Да, он здесь. И в развалинах церкви, и здесь, в нерастворённой временем массе под надгробием. И от того, что корень его оставался вплетён в эту массу, Любимов чувствовал родство со всеми, известными пофамильно и безымянными, с беженцами и старухами, и с детьми, не пережившими детства своего…

– Ну что ж, теперь положено помянуть, – буднично сказал дядя Матвей.

Рядом с братской могилой был вкопан длинный стол с двумя скамьями. Сели у края его, лицом к лицу. Дядя Матвей вынул из корзинки бутылку молдавского коньяку,  две стопки тонкого стекла,  краюху подового хлеба, несколько картошин и баночку солёных огурчиков, мелких и крепких, как желуди.

– Гостинец твой на доброе дело пустим, – припечатал он бутылку к столу.– Не возражаешь?

– Не многовато на двоих?– Любимов потер висок, напоминавший о вчерашнем застолье.

– А не надо сразу всю. Нам ещё есть кого проведать.

И они помянули всех наших, погибших во второй мировой войне.

– Чтоб только третью империалисты не начали, – выдохнул дядя Матвей. – Ну её к черту, даже если без атома… Бери огурцы, хорошие! – Он захрустел на всю поляну. – Простыми автоматами и то вон сколько народу положили – до сих пор в себя не придём.

Любимов спросил:

– Это правда, что свои своих расстреливали?

– Вроде правда.

– Почему вроде?

– Да какие они свои? То шкуры, не люди. Немцы таким манером полицаев мобилизовали. Вымажут человека в крови, и всё, назад ему хода нет.

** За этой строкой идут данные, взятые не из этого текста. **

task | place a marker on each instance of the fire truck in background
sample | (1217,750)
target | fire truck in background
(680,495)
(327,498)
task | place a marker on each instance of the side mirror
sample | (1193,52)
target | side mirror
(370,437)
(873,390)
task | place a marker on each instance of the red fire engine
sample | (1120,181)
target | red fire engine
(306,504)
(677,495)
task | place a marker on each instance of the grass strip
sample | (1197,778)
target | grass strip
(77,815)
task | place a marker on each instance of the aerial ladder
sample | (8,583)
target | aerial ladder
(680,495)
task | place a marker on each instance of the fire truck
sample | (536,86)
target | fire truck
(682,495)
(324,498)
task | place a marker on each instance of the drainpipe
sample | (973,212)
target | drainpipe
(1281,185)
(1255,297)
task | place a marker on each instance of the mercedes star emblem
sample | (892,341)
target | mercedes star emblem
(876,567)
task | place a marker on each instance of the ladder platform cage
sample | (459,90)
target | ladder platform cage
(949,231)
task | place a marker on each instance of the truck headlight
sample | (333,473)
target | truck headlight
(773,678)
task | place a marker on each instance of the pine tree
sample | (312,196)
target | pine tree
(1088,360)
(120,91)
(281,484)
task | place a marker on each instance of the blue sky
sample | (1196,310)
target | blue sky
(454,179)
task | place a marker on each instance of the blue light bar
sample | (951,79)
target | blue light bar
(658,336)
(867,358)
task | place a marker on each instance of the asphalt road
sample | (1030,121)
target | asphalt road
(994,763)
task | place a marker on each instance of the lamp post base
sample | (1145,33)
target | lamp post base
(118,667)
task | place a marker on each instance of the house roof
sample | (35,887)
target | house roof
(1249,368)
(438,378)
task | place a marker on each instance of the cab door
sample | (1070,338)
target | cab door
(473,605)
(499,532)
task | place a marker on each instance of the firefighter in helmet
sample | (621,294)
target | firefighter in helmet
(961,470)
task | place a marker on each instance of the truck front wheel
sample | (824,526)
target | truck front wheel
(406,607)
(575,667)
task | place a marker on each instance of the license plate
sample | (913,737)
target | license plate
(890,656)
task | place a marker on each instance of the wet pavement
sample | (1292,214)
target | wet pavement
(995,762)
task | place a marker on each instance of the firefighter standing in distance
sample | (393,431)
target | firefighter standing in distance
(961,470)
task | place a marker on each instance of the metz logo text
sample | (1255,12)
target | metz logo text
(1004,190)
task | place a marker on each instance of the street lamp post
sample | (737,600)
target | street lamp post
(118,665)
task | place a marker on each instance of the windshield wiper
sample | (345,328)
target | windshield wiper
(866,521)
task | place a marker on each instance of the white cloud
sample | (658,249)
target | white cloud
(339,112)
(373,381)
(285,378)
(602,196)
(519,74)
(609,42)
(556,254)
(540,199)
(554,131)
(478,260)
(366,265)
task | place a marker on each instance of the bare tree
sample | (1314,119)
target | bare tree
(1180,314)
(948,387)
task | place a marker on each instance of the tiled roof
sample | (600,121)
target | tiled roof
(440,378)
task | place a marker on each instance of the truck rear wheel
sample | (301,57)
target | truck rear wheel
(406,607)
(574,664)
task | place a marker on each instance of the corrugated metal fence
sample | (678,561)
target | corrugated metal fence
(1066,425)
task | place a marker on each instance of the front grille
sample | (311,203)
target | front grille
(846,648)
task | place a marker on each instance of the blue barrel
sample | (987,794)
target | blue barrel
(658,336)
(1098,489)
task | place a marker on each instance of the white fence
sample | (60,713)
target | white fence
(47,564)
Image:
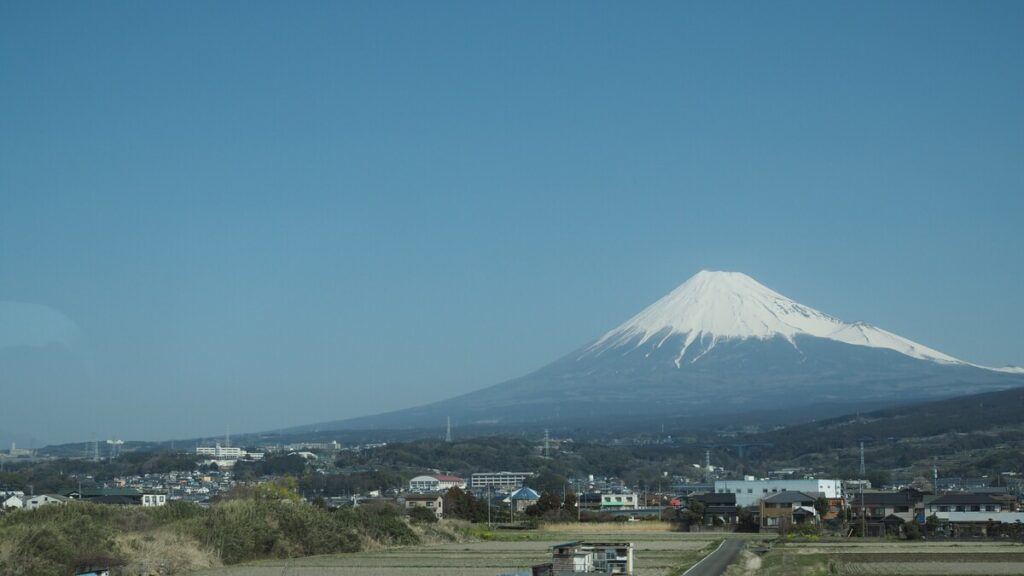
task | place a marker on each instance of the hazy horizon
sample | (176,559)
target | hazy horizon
(263,216)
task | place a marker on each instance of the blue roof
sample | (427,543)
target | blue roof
(525,493)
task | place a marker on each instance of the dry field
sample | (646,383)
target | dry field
(880,558)
(658,552)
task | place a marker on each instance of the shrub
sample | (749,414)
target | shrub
(421,515)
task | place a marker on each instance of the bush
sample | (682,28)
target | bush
(421,515)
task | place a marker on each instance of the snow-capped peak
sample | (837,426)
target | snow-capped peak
(715,305)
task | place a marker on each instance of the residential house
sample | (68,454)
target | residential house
(522,498)
(435,483)
(720,508)
(33,502)
(788,506)
(433,502)
(963,502)
(12,501)
(498,481)
(122,496)
(590,558)
(750,491)
(620,501)
(877,506)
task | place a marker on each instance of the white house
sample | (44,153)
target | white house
(154,499)
(499,480)
(219,452)
(620,501)
(435,483)
(432,502)
(750,492)
(33,502)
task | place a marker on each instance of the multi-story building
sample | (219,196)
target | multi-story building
(433,502)
(750,492)
(220,452)
(499,481)
(620,501)
(435,483)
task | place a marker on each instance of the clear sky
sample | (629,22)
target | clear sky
(269,214)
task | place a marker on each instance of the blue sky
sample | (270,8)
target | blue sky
(265,214)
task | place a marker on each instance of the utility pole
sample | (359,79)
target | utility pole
(862,460)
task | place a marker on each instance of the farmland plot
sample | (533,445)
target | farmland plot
(657,553)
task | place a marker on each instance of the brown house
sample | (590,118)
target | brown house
(433,502)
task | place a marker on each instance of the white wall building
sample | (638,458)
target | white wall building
(499,480)
(220,452)
(154,499)
(615,501)
(435,483)
(34,502)
(749,492)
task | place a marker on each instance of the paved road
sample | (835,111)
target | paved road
(716,563)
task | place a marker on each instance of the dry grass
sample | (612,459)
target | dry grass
(165,552)
(608,527)
(657,553)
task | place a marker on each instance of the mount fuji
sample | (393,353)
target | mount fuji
(720,343)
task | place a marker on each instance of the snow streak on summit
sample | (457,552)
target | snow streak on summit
(713,306)
(719,344)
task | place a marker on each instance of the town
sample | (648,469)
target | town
(706,497)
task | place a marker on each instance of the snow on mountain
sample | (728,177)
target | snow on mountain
(717,305)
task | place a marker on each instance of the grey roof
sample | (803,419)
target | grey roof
(965,498)
(885,499)
(525,493)
(790,496)
(716,498)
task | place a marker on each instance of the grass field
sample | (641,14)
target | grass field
(885,558)
(658,552)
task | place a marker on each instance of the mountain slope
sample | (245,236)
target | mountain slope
(720,343)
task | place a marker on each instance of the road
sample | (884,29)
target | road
(716,563)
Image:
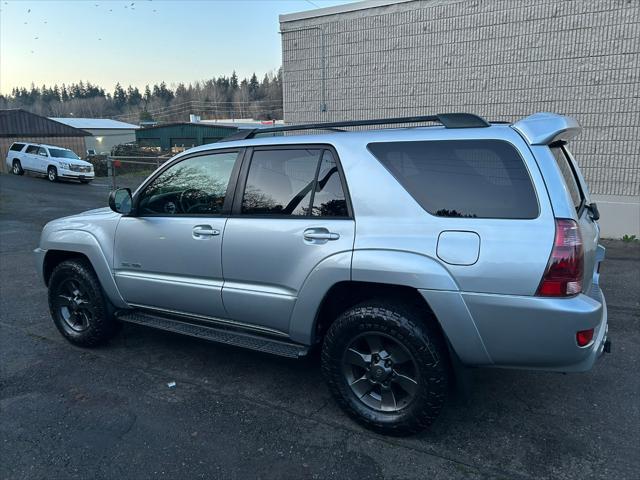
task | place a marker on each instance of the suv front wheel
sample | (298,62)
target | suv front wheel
(387,366)
(79,309)
(52,174)
(17,168)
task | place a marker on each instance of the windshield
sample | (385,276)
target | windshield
(57,152)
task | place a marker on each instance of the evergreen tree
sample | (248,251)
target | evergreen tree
(119,97)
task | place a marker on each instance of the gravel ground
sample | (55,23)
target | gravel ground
(71,413)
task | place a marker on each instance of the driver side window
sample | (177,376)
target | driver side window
(195,186)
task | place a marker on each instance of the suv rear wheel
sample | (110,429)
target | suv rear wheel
(79,309)
(387,366)
(52,174)
(17,168)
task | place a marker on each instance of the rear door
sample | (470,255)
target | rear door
(290,213)
(580,198)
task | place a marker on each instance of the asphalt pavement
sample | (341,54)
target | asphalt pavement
(67,412)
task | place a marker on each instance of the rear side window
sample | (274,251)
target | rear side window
(462,178)
(329,199)
(569,176)
(294,182)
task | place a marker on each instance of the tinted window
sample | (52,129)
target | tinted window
(568,175)
(59,153)
(462,178)
(329,199)
(195,186)
(280,182)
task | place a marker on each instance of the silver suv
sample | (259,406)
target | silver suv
(404,254)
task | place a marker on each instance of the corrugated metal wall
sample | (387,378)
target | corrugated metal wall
(183,134)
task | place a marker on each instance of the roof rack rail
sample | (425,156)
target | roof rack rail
(448,120)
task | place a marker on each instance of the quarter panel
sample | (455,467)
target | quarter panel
(331,270)
(513,252)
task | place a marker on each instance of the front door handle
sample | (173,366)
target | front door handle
(320,234)
(200,231)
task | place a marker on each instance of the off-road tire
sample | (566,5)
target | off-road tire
(52,174)
(103,325)
(415,330)
(16,168)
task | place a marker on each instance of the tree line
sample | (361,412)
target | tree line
(218,97)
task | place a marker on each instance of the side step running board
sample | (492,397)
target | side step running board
(220,335)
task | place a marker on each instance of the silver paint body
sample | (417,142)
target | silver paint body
(479,276)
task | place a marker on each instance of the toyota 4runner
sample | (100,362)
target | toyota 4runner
(404,254)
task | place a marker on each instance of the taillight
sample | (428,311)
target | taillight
(563,276)
(584,337)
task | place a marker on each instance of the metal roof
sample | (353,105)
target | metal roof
(95,123)
(199,125)
(20,123)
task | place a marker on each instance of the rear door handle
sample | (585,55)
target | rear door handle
(312,234)
(204,231)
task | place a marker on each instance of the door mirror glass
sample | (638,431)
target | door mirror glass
(120,201)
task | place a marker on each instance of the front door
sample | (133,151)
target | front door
(41,160)
(168,256)
(30,158)
(290,213)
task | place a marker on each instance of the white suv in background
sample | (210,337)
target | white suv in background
(54,162)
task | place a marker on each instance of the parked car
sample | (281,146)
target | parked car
(54,162)
(405,254)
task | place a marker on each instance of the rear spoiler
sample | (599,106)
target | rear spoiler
(545,128)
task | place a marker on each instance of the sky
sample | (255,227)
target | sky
(140,42)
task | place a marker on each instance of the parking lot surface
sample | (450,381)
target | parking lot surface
(67,412)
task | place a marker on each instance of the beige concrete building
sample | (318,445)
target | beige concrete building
(500,59)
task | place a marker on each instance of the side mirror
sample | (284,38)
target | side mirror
(595,214)
(120,201)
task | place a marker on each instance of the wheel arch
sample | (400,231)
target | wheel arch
(65,244)
(396,275)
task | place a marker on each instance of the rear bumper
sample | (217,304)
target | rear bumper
(540,333)
(39,258)
(76,175)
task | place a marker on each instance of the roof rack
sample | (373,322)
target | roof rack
(448,120)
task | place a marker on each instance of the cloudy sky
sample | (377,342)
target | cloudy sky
(139,41)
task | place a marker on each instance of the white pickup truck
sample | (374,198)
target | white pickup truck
(54,162)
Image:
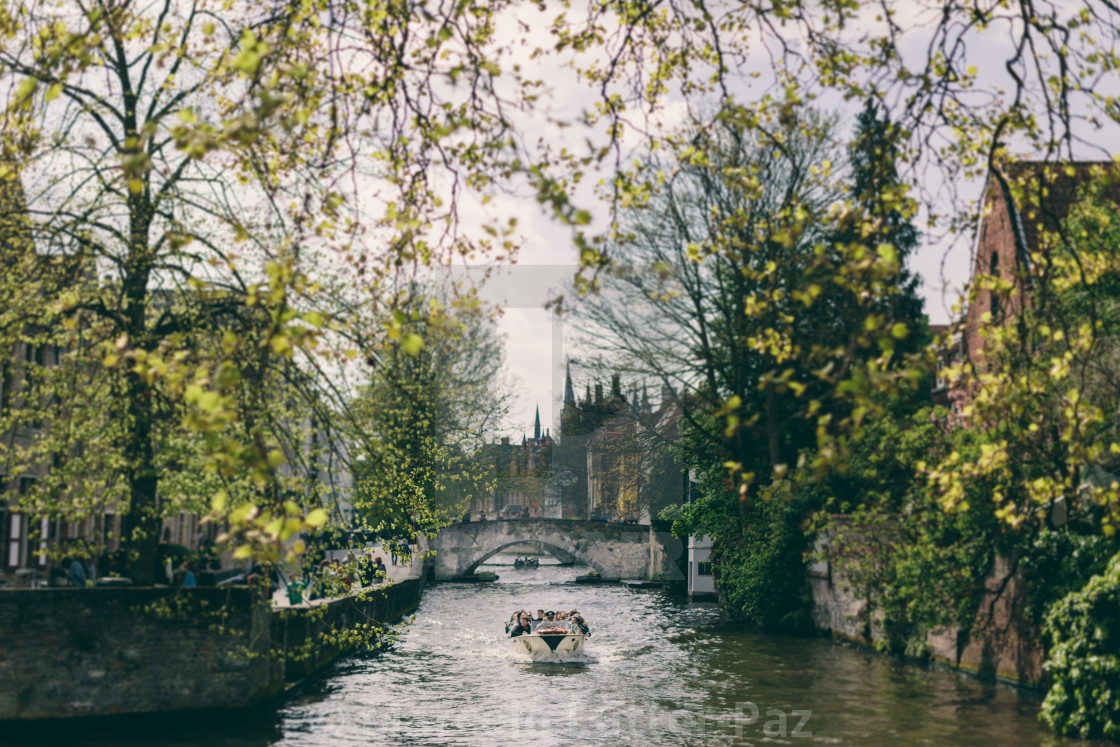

– Но ведь до этого были своими?

– По прописке – все свои. А так – за каждым что-нибудь, да было. Который по воровству отсидел, который дезертировал, из раскулаченных обиженные были, немцы ведь тоже не брали кого попадя, а по анкете. Хотя и ошибались. Только тут оно всегда выяснялось, кто им годится в полицаи, а кто нет. Которые не годились, те тоже здесь лежат.

– Да, мама и об этом рассказывала, – сказал Любимов. – Но ведь и наши ошибались,  не только немцы.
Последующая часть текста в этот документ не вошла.